In the second half of the 18th century, the manufacture of cotton began to replace that of wool. Burnley's earliest known factories – dating from the mid-century – stood on the banks of the River Calder close to where it is joined by the River Brun, and relied on water power to drive the spinning machines. The first turnpike road through Burnley was begun in 1754, linking the town to Blackburn and Colne, and by the early 19th century there were daily stagecoach journeys to Blackburn, Skipton and Manchester, the last taking just over two hours.
The 18th century also saw the rapid development of coal mining: the drift mines and shallow bell-pits of earlier centuries were replaced by deeper shafts meeting industrial as well as domestic demand locally, and by 1800 there were over a dozen pits in the modern-day centre of the town alone.
The arrival of the Leeds and Liverpool Canal in 1796 made possible transportation of goods in bulk, bringing a huge boost to the town's economy. Dozens of new mills were constructed, along with many foundries and ironworks that supplied the cotton mills and coal mines with machinery and cast and wrought iron for construction. The town became renowned for its mill-engines and the Burnley Loom was recognised as one of the best in the world.
Disaster struck the town in 1824, when first its only local bank (known as Holgate's) collapsed, forcing the closure of some of the largest mills. This was followed by a summer drought, which caused serious problems for many of the others, leading to high levels of unemployment and possibly contributing to the national financial crisis of 1825.
The Irish Potato Famine led to an influx of Irish families during the 1840s, who formed a community in one of the poorest districts. At one time the Park district (modern-day town centre, around Parker St.) was known as Irish Park.

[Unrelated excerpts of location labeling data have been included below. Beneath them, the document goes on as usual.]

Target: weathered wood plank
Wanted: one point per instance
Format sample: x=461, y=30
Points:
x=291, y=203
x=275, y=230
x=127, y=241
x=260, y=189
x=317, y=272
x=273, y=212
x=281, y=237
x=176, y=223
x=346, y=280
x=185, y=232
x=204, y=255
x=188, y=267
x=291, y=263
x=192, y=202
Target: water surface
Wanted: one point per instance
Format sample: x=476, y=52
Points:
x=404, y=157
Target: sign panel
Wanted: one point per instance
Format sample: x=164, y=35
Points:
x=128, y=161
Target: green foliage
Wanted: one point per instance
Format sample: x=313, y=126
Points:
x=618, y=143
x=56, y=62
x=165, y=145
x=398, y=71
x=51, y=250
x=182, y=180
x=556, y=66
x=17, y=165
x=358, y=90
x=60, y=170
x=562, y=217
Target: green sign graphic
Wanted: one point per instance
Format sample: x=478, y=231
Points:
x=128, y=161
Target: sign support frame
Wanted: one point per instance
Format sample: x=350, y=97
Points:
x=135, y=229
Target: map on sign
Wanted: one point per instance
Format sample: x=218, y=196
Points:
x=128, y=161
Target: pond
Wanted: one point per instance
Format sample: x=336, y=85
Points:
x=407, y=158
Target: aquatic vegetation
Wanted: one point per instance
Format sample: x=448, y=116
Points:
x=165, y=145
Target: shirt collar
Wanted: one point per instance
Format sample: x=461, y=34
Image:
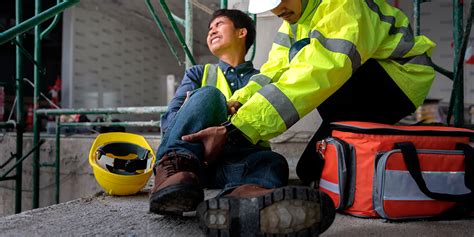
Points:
x=242, y=68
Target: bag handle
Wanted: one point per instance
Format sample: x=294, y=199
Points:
x=413, y=165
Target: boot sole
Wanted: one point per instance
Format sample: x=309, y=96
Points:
x=176, y=199
x=288, y=211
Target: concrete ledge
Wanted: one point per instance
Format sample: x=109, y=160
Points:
x=105, y=215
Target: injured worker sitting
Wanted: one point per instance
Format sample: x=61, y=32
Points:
x=350, y=59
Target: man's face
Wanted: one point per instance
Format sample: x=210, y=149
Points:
x=289, y=10
x=223, y=35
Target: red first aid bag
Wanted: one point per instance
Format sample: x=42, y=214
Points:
x=397, y=172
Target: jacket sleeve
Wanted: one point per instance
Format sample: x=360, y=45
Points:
x=191, y=81
x=315, y=72
x=271, y=71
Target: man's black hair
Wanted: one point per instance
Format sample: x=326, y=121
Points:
x=240, y=20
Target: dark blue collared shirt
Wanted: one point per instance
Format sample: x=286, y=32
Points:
x=236, y=77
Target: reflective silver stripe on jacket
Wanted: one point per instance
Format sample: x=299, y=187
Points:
x=406, y=43
x=261, y=79
x=333, y=187
x=339, y=46
x=399, y=185
x=281, y=103
x=211, y=77
x=420, y=60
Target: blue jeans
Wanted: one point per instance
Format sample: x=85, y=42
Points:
x=237, y=164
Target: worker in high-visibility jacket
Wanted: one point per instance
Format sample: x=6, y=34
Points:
x=181, y=172
x=350, y=59
x=230, y=36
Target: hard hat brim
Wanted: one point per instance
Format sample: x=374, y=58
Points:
x=259, y=6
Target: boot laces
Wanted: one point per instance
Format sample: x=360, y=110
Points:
x=174, y=163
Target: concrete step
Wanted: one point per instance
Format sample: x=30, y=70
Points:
x=105, y=215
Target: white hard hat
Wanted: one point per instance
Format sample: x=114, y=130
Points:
x=259, y=6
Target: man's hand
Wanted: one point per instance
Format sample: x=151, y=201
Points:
x=213, y=139
x=232, y=107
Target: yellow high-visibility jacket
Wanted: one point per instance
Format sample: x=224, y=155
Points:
x=343, y=35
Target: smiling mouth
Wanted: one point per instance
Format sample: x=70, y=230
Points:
x=285, y=14
x=215, y=39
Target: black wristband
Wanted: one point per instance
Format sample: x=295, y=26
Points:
x=234, y=136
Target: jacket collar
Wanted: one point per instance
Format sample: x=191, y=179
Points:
x=308, y=10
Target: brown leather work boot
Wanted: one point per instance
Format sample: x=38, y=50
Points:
x=176, y=189
x=252, y=210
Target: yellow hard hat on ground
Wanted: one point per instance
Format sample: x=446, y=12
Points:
x=259, y=6
x=122, y=162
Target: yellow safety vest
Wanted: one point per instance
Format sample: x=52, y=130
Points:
x=343, y=35
x=213, y=76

In 1848 the East Lancashire Railway Company's extension from Accrington linked the town to the nation's nascent railway network for the first time. This was another significant boost to the local economy and, by 1851, the town's population had reached almost 21,000.
The Cotton Famine of 1861–1865, caused by the American Civil War, was again disastrous for the town. However, the resumption of trade led to a quick recovery and, by 1866, the town was the largest producer of cotton cloth in the world. By the 1880s the town was manufacturing more looms than anywhere in the country.

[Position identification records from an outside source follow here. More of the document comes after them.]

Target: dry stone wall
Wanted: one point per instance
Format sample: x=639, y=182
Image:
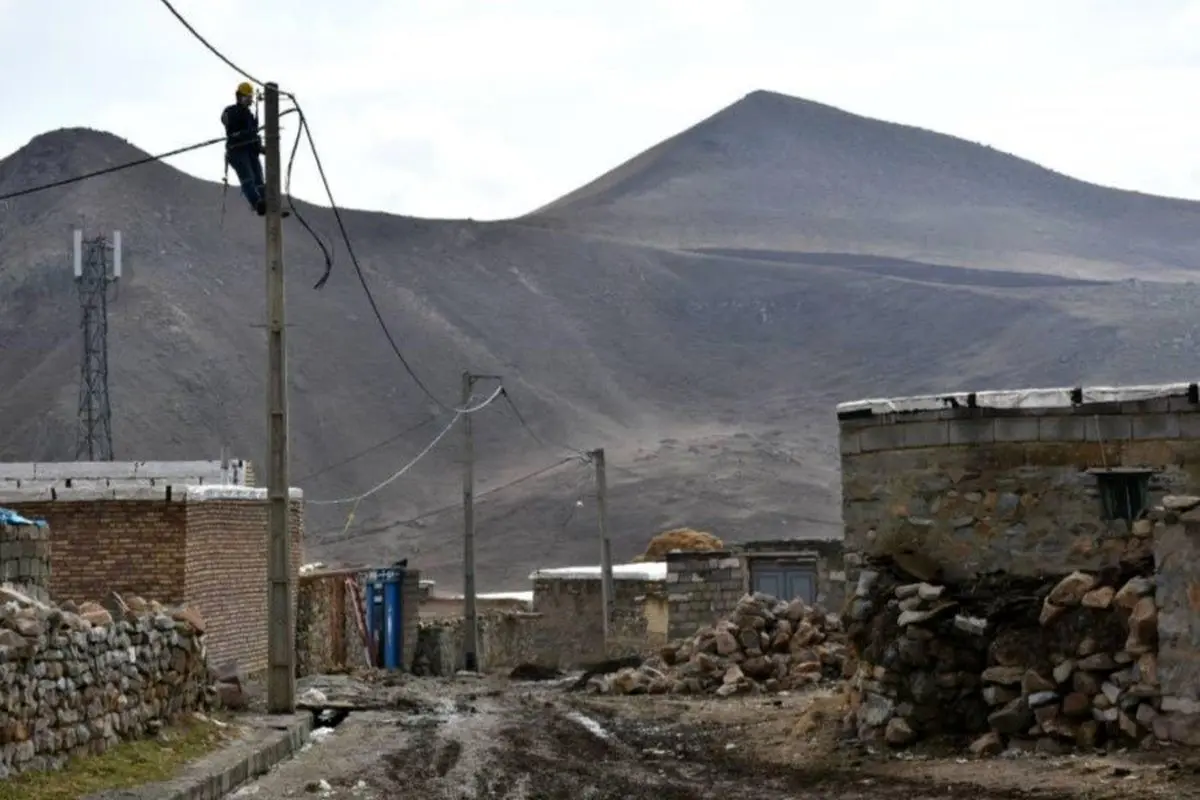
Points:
x=1015, y=661
x=1013, y=489
x=75, y=680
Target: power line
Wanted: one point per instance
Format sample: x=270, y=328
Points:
x=433, y=512
x=211, y=48
x=333, y=204
x=358, y=498
x=412, y=428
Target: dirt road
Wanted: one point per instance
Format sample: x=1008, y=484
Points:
x=493, y=741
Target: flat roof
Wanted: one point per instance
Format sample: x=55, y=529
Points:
x=647, y=571
x=1015, y=398
x=91, y=491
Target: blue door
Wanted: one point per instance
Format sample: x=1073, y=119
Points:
x=785, y=581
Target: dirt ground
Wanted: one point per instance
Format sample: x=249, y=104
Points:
x=495, y=740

The Burnley Electric Lighting Order was granted in 1890, giving Burnley Corporation (which already controlled the supply of water and the making and sale of gas) a monopoly in the generation and sale of electricity in the town. The building of the coal-powered Electricity Works, in Grimshaw Street, began in 1891, close to the canal (the site of the modern-day Tesco supermarket) and the first supply was achieved on 22 August 1893, initially genering electricity for street lighting.
The start of the 20th century saw Burnley's textile industry at the height of its prosperity. By 1910, there were approximately 99,000 power looms in the town, and it reached its peak population of over 100,000 in 1911. However, the First World War heralded the beginning of the collapse of the English textiles industry and the start of a steady decline in the town's population.
The town has a total of 191 listed buildings – one Grade I (Towneley Hall), two Grade II* (St Peter's Church and Burnley Mechanics) and 188 Grade II.
Over 4000 men from Burnley were killed in the First World War, about 15 per cent of the male working-age population. 250 volunteers, known as the Burnley Pals, made up Z Company of 11th Battalion, the East Lancashire Regiment, a battalion that as a whole became known by the far more famous name of the Accrington Pals. Victoria Crosses were awarded to two soldiers from the town, Hugh Colvin and Thomas Whitham, along with a third to resident (and only son of the chief constable) Alfred Victor Smith. In 1926 a memorial to the fallen was erected in Towneley Park, funded by Caleb Thornber, former mayor and alderman of the borough to ensure the sacrifice of the men lost was commemorated. The local school of art created pages of vellum with the names of the fallen inscribed. These were framed in a rotating carousel in Towneley Hall for visitors to see. There were 2000 names inscribed – less than half the number of real casualties.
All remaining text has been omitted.